In reinforcement learning, our AI agent is going to be interacting with an environment. We will be using the Gymansium library to handle creating a virtual environment for us. Specifically, we are going to use the classic Cart Pole problem. You can choose whether or not to render the environment by changing the flag value.

In [9]:
render_flag = True

if render_flag:
    env = gym.make('CartPole-v1', render_mode='human')
else:
    env = gym.make('CartPole-v1')
    env.reset()
    env.render()

## RL Agent

With the environment generated for us, let's focus on the RL. We will be using the Stable Baselines3 (SB3) library for this purpose. This is a set of reliable implementations of reinforcement learning algorithms in PyTorch.

Research on how to create a RL agent that uses the [PPO (Proximal Policy Optimization) algorithm in SB3](https://stable-baselines3.readthedocs.io/en/master/modules/ppo.html). FYI, this algorithm is a popular and effective RL algorithm. It's a type of policy gradient method, meaning it directly learns and optimizes the policy (a strategy for choosing actions) by adjusting the parameters of a policy function.

Try out various hyperparameter configurations, for example:

- learning_rate
- gamma
- n_steps
- batch_size

In [11]:
# TODO: experiment with different hyperparameters
model = PPO('MlpPolicy', env, learning_rate=3e-4, gamma=0.99, n_steps=1024, batch_size=64)

## Train the Agent

With an RL agent chosen, now we start the training phase. Use the `learn()` method on your agent. You will need to pass in a value for the parameter `total_timesteps`.

In [13]:
# TODO: use the `learn` method on the `model` and supply a value for `total_timesteps`
model.learn(total_timesteps=100000)

<stable_baselines3.ppo.ppo.PPO at 0x1a1417050>

## Save the Trained Model

Because training can take SOOOO long, you typically want to save the results of your trained model to an external file. The code below will save the model to a `zip` file on your computer.

In [15]:
# save the trained model
model_filename = 'cartpole_ppo_model'
model.save(model_filename)
print(f'Model saved to {model_filename}')

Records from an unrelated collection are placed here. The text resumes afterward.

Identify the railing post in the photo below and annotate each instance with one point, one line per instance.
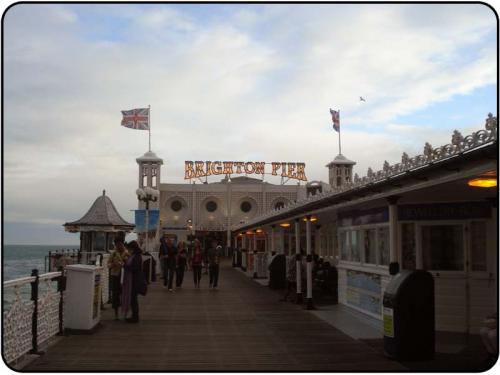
(61, 286)
(34, 319)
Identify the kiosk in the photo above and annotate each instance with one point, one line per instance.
(83, 296)
(408, 314)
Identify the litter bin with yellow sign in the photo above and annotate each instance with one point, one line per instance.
(408, 314)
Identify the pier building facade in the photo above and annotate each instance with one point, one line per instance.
(436, 211)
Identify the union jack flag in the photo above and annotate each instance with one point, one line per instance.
(136, 119)
(335, 119)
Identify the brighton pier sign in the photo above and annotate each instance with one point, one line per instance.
(196, 169)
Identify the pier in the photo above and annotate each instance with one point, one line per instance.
(241, 326)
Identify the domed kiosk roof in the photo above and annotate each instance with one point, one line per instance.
(101, 216)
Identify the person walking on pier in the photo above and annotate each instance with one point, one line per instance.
(181, 264)
(168, 255)
(196, 264)
(291, 276)
(116, 262)
(214, 254)
(134, 282)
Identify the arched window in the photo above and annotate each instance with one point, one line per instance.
(211, 206)
(246, 206)
(176, 206)
(279, 205)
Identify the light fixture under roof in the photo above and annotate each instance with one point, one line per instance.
(486, 180)
(312, 219)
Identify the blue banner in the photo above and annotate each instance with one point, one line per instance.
(140, 220)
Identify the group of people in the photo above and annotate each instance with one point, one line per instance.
(127, 276)
(127, 279)
(322, 273)
(175, 260)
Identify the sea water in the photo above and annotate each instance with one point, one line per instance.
(20, 260)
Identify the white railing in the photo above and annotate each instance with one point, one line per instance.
(458, 145)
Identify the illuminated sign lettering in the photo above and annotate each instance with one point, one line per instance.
(196, 169)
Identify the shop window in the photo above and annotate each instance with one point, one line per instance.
(442, 247)
(408, 246)
(383, 245)
(369, 246)
(478, 246)
(344, 241)
(355, 245)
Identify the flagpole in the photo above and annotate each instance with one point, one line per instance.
(149, 125)
(340, 149)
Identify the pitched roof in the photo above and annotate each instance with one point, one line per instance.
(102, 213)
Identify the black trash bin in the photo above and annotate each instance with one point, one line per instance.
(277, 272)
(408, 314)
(238, 258)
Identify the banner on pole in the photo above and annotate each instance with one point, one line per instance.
(140, 220)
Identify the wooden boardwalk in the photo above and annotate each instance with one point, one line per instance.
(241, 326)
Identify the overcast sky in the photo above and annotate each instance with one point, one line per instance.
(225, 82)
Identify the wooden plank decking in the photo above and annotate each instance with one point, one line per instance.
(241, 326)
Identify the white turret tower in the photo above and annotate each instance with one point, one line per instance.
(149, 175)
(340, 171)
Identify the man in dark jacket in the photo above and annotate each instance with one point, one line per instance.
(214, 254)
(168, 255)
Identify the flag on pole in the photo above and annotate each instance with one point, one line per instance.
(335, 120)
(136, 119)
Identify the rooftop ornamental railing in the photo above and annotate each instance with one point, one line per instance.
(459, 145)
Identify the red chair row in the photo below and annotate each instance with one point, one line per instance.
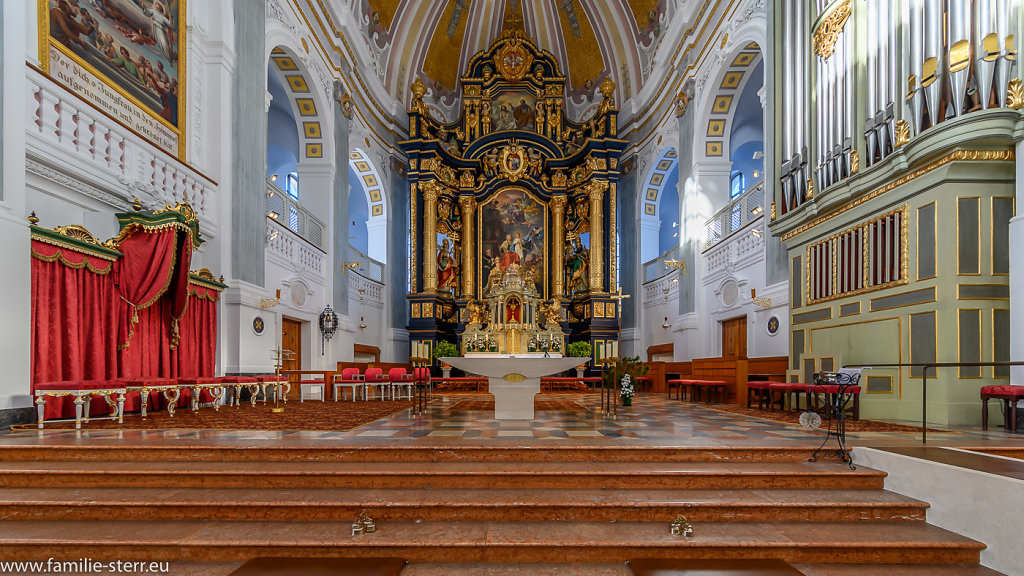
(374, 381)
(1009, 396)
(125, 392)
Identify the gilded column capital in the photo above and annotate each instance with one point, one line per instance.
(430, 191)
(558, 203)
(468, 203)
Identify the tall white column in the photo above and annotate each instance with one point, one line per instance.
(1017, 277)
(15, 305)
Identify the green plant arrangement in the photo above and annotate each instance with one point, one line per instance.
(629, 366)
(444, 348)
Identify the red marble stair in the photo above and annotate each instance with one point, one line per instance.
(456, 504)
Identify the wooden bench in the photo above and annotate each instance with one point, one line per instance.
(322, 567)
(691, 567)
(786, 391)
(567, 382)
(1009, 396)
(83, 391)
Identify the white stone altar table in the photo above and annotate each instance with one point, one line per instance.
(514, 379)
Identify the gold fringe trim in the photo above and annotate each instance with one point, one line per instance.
(58, 257)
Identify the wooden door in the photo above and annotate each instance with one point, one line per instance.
(291, 339)
(734, 337)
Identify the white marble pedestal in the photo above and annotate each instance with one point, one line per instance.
(513, 379)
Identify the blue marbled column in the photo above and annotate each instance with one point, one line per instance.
(249, 141)
(397, 257)
(629, 249)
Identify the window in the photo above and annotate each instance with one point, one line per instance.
(736, 183)
(292, 184)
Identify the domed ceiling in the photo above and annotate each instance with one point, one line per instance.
(434, 40)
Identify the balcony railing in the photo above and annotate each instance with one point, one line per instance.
(369, 268)
(288, 212)
(745, 208)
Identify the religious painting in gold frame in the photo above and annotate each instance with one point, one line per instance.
(127, 58)
(512, 230)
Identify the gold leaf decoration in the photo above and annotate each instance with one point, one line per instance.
(827, 33)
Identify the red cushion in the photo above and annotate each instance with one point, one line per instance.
(80, 385)
(795, 386)
(1009, 391)
(833, 388)
(150, 381)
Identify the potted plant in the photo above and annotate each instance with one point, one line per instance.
(625, 372)
(580, 350)
(444, 348)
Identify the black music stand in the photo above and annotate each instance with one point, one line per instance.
(840, 385)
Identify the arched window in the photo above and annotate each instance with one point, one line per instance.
(736, 183)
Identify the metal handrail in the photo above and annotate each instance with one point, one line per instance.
(924, 379)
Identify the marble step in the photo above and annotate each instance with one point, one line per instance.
(499, 541)
(458, 504)
(66, 449)
(894, 570)
(438, 475)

Model saved to cartpole_ppo_model


## Load the Trained Model

With the model saved, we can load this in to the notebook and continue on.

In [17]:
# load the trained model
loaded_model = PPO.load(model_filename, env=env)

## Evaluate the Agent

The moment of truth: how does the trained model fare in the environment? Complete the **TODO** tasks to see how your model does. You will need to look up the docs for how the [`predict`](https://stable-baselines3.readthedocs.io/en/master/modules/ppo.html) and [`step`](https://gymnasium.farama.org/api/env/) methods work.

In [19]:
# evaluate the agent
num_evaluation_steps = 5
mean_reward = 0
for i in range(num_evaluation_steps):
    obs, _ = env.reset()
    terminated = False
    truncated = False
    episode_reward = 0
    while not terminated and not truncated:
        # TODO: use the `predict` method on the `loaded_model`
        action, states = loaded_model.predict(obs, deterministic=True)
        
        # TODO: use the `step` method on the `env`
        obs, reward, terminated, truncated, info = env.step(action)

        # TODO: update the `episode_reward` with the new reward
        episode_reward += reward

        # possibly render the environment
        if render_flag:
            env.render()

    # TODO: update the `mean_reward` with the `episode_reward`
mean_reward += episode_reward

# TODO: complete the computation of `mean_reward`
mean_reward /= num_evaluation_steps

# display the information
print(f'Mean reward over {num_evaluation_steps} episodes: {mean_reward}')

Mean reward over 5 episodes: 100.0


## Close the Environment

The last thing to do when using Gymnasium is to close out the environment.

In [21]:
env.close()